- last post: 01.01.0001 12:00 AM PDT
Serisouly. Hi-larious.
Ok. So, back in the day when the Alaska pipe line had just gotten started, a redneck Texan thought it'd be a great idea to go work on the pipe lines. So he packed up all of his redneck Texan stuff and hitched a ride on a train going north(duh).
Anyways, when he got there, it was fall. Very cold, but not snowing or anything. Anyways, he came across an eskimo who was fishing with nothing but his pinky finger.
"What're you doin'?," asked the Texan.
"I am fishing with but my pinky finger," said the eskimo man. "It's how real men do it."

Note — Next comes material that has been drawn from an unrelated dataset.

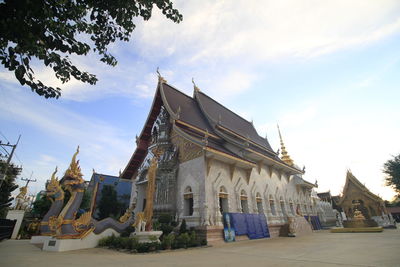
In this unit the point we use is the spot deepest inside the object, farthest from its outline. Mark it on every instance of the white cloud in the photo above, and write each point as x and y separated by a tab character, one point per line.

"WHAT? You're just an eskimo! We Texans are the toughest around!"
"Oh, really?" said the eskimo. "Well. I'll tell you what, we eskimos have a little 'tough' test that all us men have to take. If you pass this test, you'll be dubbed toughest around."
"Fine, you're on!" shoutes the Texan.
"Good. You must complete these three tests: First, you must catch a large male salmon with only your pinky finger. Then, you must wrestle a full grown polar bear. And after that, you must 'make love' to an eskimo woman!"
"Alrighty, I can do your tests."
He comes in later that day with a huge 50lb salmon.
"Here's your salmon. Now, I'm off to find a polar bear."
"Good luck."
Four days later, the Texan comes back. He is a total wreck! He looks as if he'd been through a shredder. His clothes were cut up, he was bleeding, only had one boot on. He was panting like he had just run fifty miles through the snow.
The Texan limped into the eskimos house, "So..." he said panting, "Where's this eskimo woman I'm supposed to wrestle?"